Side朔夜

僕には、人間らしい感情なんてないと思っていた。

それから、凪波と出会ってからの人生の中で、演技という技術を身につけた。
その結果、感情すらも造り込めるようになった、と思っていた。
でも、実際どうだろう。
僕は、凪波のことになると、こんなにも自分が分からなくなる。
泣きたいのか、怒りたいのか、それともその両方なのか。
それすら、自分の中で判別ができない。

「悔しいのですか?」

山田さんは、静かに僕に問いかける。
彼は主語も述語も明示しない。
主語は、きっと僕だ。
でも、述語や目的語は、僕の解釈次第でどうにでもなる。

「どうですか?悔しいですか?」

山田さんは、再度問いかける。
僕は答える。

「悔しい」

と。
何故凪波が僕の前から去ったのか。
何も言わない凪波に対する悔しさと、彼女のことを何も知らない自分への悔しさ。
そして、僕が知らない凪波を知っている海原という存在への悔しさ。


僕はこのタイミングまではこの3つの悔しさしか持ち合わせていなかった。
だから、やり場のない怒りを海原にぶつけた。
でも今は、海原という人間のことも知り……理解したくはなかったはずなのに、もしかすると1番自分に近いかもしれない彼のことを、煩わしいと思いこそすれ、憎いとは思えなくなっていた。

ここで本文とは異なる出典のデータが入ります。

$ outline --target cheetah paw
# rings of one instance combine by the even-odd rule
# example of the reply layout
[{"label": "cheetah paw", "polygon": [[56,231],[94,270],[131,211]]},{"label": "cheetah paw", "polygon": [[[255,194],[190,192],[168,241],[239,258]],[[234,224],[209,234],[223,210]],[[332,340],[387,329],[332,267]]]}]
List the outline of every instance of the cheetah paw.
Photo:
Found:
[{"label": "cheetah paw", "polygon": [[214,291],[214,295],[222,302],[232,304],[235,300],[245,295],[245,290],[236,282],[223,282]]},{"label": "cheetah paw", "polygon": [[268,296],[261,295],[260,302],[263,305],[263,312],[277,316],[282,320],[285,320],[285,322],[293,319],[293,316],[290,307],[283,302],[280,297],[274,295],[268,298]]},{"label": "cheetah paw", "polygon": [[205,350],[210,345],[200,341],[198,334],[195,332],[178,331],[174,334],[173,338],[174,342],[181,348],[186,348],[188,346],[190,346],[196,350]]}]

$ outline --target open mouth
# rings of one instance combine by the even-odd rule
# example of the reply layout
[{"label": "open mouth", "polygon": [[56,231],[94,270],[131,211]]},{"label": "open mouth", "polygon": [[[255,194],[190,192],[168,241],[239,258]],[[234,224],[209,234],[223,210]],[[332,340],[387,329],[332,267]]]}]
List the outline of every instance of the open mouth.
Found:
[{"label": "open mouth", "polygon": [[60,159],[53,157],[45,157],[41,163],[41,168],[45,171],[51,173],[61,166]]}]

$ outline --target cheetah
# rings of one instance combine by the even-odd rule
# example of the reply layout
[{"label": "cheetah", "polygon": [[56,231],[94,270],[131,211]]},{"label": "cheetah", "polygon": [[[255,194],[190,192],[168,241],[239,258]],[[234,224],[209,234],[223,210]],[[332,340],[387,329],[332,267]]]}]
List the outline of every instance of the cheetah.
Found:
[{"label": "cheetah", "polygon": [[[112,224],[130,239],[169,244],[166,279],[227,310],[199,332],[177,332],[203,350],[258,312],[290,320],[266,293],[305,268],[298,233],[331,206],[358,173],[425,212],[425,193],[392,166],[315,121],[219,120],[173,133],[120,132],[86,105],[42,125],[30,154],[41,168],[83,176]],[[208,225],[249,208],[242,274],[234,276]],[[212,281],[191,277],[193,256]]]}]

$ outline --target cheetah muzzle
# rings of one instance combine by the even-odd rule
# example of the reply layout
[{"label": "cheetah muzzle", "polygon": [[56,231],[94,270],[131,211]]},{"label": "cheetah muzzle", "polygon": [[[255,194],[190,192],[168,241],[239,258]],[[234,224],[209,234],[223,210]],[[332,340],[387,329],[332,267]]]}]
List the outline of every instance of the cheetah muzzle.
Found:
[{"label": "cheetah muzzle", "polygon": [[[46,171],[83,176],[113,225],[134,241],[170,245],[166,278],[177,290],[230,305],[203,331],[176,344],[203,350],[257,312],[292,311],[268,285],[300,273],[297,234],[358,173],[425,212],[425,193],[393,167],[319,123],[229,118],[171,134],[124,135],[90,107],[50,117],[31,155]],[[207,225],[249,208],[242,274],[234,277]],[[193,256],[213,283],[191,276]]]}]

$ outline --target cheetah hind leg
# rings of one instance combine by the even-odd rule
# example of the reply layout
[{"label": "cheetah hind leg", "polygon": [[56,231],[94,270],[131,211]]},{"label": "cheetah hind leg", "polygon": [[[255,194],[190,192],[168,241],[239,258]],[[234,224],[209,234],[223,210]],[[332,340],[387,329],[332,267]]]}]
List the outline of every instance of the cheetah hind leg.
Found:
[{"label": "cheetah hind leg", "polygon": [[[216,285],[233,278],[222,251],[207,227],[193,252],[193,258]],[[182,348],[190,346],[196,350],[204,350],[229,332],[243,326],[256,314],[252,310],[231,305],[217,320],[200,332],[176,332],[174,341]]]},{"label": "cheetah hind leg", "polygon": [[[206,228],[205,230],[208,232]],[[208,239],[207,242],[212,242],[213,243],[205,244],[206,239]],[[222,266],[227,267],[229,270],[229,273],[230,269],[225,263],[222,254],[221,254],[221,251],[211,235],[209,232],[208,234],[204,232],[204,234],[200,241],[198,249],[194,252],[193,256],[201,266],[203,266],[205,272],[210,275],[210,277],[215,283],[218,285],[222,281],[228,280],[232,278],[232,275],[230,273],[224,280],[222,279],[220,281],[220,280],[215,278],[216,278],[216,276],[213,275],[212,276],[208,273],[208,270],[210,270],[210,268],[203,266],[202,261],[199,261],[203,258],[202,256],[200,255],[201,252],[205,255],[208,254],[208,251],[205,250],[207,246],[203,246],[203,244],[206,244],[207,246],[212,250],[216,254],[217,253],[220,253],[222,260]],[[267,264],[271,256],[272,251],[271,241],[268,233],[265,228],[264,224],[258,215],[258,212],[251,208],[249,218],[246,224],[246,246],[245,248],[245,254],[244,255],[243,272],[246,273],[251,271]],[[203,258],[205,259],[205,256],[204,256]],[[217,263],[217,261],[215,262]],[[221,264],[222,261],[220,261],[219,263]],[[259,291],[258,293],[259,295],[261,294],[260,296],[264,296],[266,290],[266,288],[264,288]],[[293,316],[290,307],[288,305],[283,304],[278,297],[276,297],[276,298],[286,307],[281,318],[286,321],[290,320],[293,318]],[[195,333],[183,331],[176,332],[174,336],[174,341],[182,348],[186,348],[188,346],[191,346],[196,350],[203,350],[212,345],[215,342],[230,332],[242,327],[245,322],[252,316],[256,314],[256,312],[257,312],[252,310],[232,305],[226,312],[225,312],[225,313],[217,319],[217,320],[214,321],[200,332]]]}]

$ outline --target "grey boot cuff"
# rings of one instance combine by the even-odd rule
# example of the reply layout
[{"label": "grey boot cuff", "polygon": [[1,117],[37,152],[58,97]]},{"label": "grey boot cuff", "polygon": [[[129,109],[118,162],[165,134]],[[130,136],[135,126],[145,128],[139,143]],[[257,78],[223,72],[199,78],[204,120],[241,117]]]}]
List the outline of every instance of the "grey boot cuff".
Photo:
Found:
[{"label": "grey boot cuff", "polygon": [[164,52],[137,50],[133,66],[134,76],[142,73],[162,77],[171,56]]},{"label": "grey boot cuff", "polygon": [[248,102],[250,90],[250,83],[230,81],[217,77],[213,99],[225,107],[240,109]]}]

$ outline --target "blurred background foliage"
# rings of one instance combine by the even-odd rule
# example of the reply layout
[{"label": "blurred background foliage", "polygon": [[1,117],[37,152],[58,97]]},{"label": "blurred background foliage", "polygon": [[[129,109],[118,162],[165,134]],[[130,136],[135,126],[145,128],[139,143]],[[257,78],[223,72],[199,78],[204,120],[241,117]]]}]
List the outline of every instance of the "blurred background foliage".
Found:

つい数時間前、僕の心の奥底を見せつけてしまったからというのもあるかもしれない。
だからこそ、僕は今感情の行き場を失いかけていた。
いっそ凪波と同じように、忘れてしまえたらどんなに楽か。

そんな考えてはいけないことまで、自然と思考が向いてしまった。



その時、山田さんは


「あなたに聞かせるべきは、この音声でしたね」


と言いながら、カーステレオを操作し始めた。
流れてきた声が、言葉が、そして……悲鳴が、僕のネクストアクションを導いてくれた。